Email jo.charity@propelinfo.com to sign up.
Furlough did a great job but thousands now face the sack: The furlough scheme prevented “catastrophic levels of unemployment” by supporting 11.6 million people and subsidised 2.3 billion working days, analysis has found. The coronavirus job retention scheme, which closes this week, has been a “huge success during the crisis”, the Resolution Foundation says. The Times reports that the think tank said that the total cost to the state had been about £70 billion, about the same as the schools budget for 18 months, and was “worth every penny”. It had helped to “limit unemployment during the sharpest economic contraction in over 300 years to just 5.2% at its peak”. There is uncertainty about the fate of about a million people expected to be on the scheme on the day it closes. Some could lose their job. Resolution said that most of them would return to work, particularly those on a part-time version of the scheme who account for the majority of remaining furloughed workers. However, it expects hundreds of thousands more workers will be looking for new jobs by the end of the week. Older workers, who are the most likely to still be on furlough, face the greatest risk of unemployment. There are labour shortages, raising hopes that many will be able to find new work. The Office for National Statistics reported 1,034,000 vacancies in June to August, the first time it has counted more than a million job openings. Despite this, there is likely to be some degree of mismatch between the skills of those made redundant and the nature of the vacancies. Dan Tomlinson, senior economist at the Resolution Foundation, said: “Furlough has been as critical to fighting the covid crisis as nationalising the banks was to fighting the global financial crisis ... The scheme has prevented the UK experiencing catastrophic levels of unemployment, and its extension to 18 months has been worth every penny. As we prepare for a post-furlough jobs market this autumn, hundreds of thousands more workers will be looking for work and older workers in particular face the risk of unemployment and early retirement as they are most likely to still be on furlough. Record levels of job vacancies should hopefully mean this mass job search is relatively short-term, but Britain is set for a bumpy autumn.”

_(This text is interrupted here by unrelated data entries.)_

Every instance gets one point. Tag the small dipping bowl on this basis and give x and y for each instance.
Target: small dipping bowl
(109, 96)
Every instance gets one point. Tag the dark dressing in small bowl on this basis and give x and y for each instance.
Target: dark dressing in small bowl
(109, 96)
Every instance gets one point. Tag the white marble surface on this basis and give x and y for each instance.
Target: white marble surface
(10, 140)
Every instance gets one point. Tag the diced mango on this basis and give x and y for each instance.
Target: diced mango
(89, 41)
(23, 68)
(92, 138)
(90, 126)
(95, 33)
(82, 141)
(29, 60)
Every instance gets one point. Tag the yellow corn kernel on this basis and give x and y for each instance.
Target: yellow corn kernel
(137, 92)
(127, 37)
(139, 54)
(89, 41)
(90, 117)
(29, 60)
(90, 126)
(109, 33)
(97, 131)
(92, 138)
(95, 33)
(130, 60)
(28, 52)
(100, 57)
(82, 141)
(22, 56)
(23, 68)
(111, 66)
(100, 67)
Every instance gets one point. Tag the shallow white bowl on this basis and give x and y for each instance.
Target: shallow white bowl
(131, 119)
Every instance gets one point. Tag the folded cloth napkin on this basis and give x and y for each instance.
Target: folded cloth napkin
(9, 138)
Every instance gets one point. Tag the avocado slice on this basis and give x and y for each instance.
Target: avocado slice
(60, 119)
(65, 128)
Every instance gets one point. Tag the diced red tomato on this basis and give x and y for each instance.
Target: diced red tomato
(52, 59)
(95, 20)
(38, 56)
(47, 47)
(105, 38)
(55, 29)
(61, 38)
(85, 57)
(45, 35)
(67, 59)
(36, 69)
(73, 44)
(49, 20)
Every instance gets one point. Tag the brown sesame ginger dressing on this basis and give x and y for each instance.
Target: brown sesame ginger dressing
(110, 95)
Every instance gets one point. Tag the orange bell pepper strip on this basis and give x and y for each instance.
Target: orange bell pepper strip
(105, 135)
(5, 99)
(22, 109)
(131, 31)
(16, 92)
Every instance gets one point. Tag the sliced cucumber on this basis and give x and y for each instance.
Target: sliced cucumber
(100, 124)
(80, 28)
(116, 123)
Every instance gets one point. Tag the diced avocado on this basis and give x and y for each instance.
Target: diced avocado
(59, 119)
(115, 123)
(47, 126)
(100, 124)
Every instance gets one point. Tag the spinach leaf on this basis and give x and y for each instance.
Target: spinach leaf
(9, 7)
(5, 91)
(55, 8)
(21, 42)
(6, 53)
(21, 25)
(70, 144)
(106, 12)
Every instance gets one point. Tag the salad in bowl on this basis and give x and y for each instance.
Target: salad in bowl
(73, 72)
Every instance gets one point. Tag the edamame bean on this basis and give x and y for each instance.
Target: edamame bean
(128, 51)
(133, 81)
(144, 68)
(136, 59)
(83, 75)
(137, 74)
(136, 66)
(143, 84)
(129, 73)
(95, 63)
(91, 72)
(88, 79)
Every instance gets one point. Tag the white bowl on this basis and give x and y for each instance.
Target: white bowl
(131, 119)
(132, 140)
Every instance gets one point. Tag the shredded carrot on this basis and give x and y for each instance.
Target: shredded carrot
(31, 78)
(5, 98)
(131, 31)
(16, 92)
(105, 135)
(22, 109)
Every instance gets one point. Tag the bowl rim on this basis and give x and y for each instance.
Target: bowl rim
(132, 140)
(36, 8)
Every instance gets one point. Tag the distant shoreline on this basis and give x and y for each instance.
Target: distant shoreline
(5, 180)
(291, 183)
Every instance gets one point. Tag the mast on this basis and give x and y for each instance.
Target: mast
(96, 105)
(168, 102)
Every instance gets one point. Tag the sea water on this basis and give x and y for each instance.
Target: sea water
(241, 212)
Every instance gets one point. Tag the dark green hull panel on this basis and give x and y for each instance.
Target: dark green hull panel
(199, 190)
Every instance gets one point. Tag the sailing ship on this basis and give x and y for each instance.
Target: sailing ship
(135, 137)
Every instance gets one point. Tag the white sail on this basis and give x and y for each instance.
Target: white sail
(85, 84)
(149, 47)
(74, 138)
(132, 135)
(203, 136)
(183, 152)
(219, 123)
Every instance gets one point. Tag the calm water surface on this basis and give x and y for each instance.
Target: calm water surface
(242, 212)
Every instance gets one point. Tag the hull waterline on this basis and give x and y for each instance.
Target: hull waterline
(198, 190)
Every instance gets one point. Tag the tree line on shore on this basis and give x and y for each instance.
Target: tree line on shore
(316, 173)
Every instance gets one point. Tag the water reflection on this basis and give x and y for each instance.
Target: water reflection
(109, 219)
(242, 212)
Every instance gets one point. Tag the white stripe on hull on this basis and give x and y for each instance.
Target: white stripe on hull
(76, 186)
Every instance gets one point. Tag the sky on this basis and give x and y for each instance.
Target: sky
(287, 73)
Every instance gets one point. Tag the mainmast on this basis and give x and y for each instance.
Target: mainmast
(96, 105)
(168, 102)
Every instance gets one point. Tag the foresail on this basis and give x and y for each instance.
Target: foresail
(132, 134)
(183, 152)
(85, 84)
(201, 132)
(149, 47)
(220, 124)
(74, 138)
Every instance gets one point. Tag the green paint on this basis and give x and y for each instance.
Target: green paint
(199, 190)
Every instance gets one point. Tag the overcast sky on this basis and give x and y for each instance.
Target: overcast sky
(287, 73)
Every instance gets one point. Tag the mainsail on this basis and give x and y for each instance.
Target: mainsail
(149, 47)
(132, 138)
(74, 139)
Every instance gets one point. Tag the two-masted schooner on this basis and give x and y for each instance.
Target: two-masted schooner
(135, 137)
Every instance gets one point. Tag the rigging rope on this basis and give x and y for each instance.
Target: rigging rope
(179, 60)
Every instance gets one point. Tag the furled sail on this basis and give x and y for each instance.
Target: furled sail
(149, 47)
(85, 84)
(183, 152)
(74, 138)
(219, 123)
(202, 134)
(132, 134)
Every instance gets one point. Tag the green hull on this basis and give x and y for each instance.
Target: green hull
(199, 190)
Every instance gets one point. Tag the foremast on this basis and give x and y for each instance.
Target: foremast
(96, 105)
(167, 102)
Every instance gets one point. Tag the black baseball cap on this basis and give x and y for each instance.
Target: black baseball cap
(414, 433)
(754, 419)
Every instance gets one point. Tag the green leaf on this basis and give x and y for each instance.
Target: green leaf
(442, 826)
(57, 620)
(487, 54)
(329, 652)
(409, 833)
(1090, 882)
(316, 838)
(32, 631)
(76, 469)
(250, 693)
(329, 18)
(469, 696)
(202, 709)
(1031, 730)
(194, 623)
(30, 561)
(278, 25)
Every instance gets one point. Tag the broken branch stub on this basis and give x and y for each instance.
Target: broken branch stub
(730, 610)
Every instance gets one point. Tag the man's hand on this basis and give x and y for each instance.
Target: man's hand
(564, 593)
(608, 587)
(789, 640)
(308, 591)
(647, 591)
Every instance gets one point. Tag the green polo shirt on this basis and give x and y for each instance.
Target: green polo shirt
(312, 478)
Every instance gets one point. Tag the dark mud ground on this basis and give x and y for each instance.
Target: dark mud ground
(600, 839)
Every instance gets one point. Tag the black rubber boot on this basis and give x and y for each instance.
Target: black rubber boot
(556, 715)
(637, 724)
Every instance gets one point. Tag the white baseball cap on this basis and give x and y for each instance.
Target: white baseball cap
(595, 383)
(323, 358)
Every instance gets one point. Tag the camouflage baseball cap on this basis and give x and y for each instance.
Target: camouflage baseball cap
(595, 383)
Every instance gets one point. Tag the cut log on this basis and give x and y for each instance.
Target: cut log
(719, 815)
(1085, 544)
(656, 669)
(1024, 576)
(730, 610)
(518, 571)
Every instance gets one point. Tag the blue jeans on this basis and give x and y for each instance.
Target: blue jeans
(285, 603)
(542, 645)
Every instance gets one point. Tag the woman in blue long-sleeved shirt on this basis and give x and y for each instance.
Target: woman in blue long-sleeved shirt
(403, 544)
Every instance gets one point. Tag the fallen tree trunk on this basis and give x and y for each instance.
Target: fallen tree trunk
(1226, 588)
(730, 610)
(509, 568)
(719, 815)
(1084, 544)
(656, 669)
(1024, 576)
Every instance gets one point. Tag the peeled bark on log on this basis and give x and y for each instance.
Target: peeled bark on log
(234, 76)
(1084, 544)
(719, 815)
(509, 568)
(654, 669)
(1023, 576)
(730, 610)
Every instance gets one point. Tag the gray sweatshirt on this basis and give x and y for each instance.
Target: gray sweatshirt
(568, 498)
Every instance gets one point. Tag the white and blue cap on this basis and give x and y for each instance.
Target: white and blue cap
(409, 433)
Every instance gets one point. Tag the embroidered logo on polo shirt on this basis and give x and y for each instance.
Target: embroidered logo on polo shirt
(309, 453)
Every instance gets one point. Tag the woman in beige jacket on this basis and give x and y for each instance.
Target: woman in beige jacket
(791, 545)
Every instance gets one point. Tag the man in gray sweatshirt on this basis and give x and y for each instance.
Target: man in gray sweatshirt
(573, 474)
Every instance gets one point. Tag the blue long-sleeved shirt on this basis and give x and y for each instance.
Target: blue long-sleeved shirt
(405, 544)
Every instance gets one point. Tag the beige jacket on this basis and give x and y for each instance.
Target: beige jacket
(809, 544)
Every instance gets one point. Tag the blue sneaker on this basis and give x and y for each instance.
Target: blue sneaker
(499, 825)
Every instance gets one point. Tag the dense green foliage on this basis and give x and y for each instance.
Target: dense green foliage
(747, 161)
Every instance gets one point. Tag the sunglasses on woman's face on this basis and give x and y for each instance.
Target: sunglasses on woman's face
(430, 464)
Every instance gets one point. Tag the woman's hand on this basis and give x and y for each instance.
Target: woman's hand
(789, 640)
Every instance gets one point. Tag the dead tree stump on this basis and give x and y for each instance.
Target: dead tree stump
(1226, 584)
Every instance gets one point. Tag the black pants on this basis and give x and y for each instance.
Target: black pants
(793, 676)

Fuller’s confirms Adam Councell to step down at the end of this month: Fuller’s has announced that, subsequent to announcements on 26 February 2021 and 11 June 2021, Adam Councell will step down from his role of finance director, and from the board, on 30 September 2021. The company added: “As previously announced, we are delighted to have secured a highly experienced successor to Adam in Neil Smith. In order to ensure a smooth handover to Neil, Adam has agreed to provide appropriate support to the business on a consultancy basis until Neil joins the business on 30 November 2021.”